In the set of debug traces, those labeled "experiment 4" are with the bimodal predictor and those labeled "experiment 5" are for the gshare predictor.
For the same range of ROB sizes, simulate the pipeline using three predictors: perfect (the data you already have from experiment #3), the bimodal predictor (experiment #4), and the gshare predictor (experiment #5). Plot these results as three lines on a new graph with the same x-axis and y-axis as previously. Label each line appropriately.
For experiment #1 (instruction-level parallelism):
What is the maximum achievable IPC?
How large must the ROB be to achieve 4 IPC?
For experiment #1/#2/#3 (memory scheduling):
What is the maximum achievable IPC for conservative handling of memory scheduling?
How large must the ROB be to achieve 4 IPC with conservative scheduling? (Yes, this is a trick question.)
For all the ROB sizes simulated, what is the largest difference between unrealistic and conservative memory scheduling? Give your answer in the form: unrealistic memory scheduling is x% faster than conservative memory scheduling.
For all the ROB sizes you simulated, what is the largest difference between unrealistic and perfect memory scheduling? Give your answer in the form: unrealistic memory scheduling is x% faster than perfect memory scheduling.
For experiment #4/#5 (branch prediction):
What is the maximum achievable IPC for the bimodal predictor configuration?
What is the maximum achievable IPC for the gshare predictor configuration?
What is the largest speedup provided by the gshare predictor over the bimodal predictor? Give your answer in the form: the pipeline with the gshare predictor is x% faster than the pipeline with the bimodal predictor.

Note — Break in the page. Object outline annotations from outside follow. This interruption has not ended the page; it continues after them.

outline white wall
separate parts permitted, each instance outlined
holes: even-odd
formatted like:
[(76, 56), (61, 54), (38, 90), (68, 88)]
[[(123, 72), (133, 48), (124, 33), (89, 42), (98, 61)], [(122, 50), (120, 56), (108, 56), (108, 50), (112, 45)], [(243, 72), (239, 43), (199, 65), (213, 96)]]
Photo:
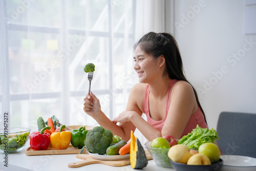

Short answers. Turn in your answers to the above questions. I strongly urge you to type up your answers.
Graphs. Turn in printouts of the following graphs. One per sheet of paper (to make them big enough to read). Label the axises and give each line a descriptive names in a legend.
- Graph A: memory scheduling [Experiment #1 through #3]: The graph has the IPC versus ROB sizes for the first three experiments (one line per experiment). As stated above, the x-axis is a log scale to avoid most of the data points being squished into the left of the graph.
- Graph B: branch prediction [Experiment #3 through #5]: The graph has the IPC versus ROB sizes for experiments 4 and 5 plus also includes the data from experiment 3 as a point of comparison (one line per experiment). As stated above, the x-axis is a log scale to avoid most of the data points being squished into the left of the graph.
Source Code. Please print out your source code of the final simulator (not each intermediate state). The code should not be extremely long, but if your code is long you may wish to printing it out two-pages per sheet.